Republican candidate Donald Trump chose Congressman JD Vance as his running mate during the Republican National Convention in Milwaukee. Trump selected Vance to join him in the campaign for the upcoming presidential election scheduled for November. So, what do we know about JD Vance?
Vance, a senator from Ohio, was born in Middletown, Connecticut, in 1984. He graduated from Middletown High School in 2003 and obtained a bachelor’s degree in political science and philosophy from Ohio State University in 2009; he earned a Juris Doctor degree from Yale Law School in 2013. He served in the U.S. Marine Corps from 2003 to 2007, participating in Operation Iraqi Freedom. He was elected as a Republican to the U.S. Senate in 2022 for a term that ends on January 3, 2029.
**His Relationship with Donald Trump**
During the 2016 U.S. presidential election, Vance was a vocal critic of Republican candidate Donald Trump. In a column published in February 2016, he wrote that "Trump’s actual political proposals, as they are, range from immoral to ridiculous." Vance described Trump in media interviews as "cultural heroin" and "opium for the masses." In October 2016, he called Trump "repugnant" in a tweet and described himself as "permanently anti-Trump." In a private message on Facebook, he referred to Trump as "America's Hitler."

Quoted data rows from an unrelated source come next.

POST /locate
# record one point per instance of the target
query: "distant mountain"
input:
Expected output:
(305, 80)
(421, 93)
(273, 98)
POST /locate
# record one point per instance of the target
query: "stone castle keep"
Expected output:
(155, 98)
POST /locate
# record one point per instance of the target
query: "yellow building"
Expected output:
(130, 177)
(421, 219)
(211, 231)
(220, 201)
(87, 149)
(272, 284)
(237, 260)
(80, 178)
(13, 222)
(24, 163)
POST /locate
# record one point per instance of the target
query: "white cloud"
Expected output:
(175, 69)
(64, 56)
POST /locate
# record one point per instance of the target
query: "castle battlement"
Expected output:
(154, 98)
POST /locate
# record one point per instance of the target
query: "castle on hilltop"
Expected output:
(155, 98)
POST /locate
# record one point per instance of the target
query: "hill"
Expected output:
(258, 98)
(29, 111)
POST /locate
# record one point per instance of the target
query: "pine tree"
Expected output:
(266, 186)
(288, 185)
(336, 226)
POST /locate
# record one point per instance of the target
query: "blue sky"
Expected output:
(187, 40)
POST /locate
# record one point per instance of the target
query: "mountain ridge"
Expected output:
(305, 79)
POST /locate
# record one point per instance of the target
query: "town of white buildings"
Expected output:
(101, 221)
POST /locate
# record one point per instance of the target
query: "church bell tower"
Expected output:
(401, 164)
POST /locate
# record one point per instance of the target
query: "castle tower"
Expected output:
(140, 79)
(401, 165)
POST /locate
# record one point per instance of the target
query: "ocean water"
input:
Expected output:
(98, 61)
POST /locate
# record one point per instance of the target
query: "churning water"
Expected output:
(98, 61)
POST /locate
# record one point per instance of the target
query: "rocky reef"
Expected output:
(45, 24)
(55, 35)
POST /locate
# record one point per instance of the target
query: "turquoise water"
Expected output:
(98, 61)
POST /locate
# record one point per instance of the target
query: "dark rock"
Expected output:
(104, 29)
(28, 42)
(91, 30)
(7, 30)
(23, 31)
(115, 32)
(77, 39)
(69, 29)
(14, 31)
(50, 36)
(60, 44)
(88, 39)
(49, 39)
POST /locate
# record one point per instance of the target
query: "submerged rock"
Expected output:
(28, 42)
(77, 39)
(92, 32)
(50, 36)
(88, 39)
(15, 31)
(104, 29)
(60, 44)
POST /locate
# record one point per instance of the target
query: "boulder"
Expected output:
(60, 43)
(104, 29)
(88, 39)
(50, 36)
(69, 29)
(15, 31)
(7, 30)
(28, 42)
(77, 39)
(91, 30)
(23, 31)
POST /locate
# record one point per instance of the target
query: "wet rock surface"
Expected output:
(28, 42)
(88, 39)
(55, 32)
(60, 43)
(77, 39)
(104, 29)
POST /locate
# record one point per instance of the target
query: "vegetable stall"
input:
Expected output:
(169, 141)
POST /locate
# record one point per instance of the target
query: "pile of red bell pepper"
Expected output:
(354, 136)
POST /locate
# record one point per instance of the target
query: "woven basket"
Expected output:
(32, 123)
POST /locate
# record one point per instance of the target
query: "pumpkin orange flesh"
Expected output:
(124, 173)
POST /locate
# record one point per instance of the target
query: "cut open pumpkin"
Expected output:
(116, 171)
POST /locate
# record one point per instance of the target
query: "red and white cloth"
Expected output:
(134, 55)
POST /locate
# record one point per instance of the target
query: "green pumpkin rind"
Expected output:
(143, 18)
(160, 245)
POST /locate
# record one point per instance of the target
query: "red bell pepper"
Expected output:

By February 2018, Vance began to change his opinion, stating that Trump "is one of the few political leaders in America who recognizes the frustration present in large parts of Ohio, Pennsylvania, and Eastern Kentucky." Consequently, Vance supported Trump in 2020. In July 2021, he apologized for calling Trump "repugnant" and deleted his 2016 tweets that criticized him. Vance said he now believes that Trump was a good president and expressed regret over his criticism during the 2016 election.
In October 2021, Vance reiterated Trump’s claims about election fraud, stating that Trump lost the 2020 presidential election due to widespread fraud, and on April 15, Trump endorsed Vance for the U.S. Senate. In response to historian Robert Kagan, who wrote an article in the Washington Post in November 2023 titled "Trump's Dictatorship is Increasingly Inevitable. We Must Stop Pretending," Vance sent a letter to Attorney General Merrick Garland suggesting that Kagan be prosecuted for promoting "open rebellion" by Democratic-controlled states. Kagan noted that his article did not call for rebellion and remarked, "It is telling that their first instinct when attacked by a journalist is to suggest they should be locked up."
On June 30 of this year, Vance stated, "I believe the president has broad pardon power... but more importantly, I believe the president has immunity."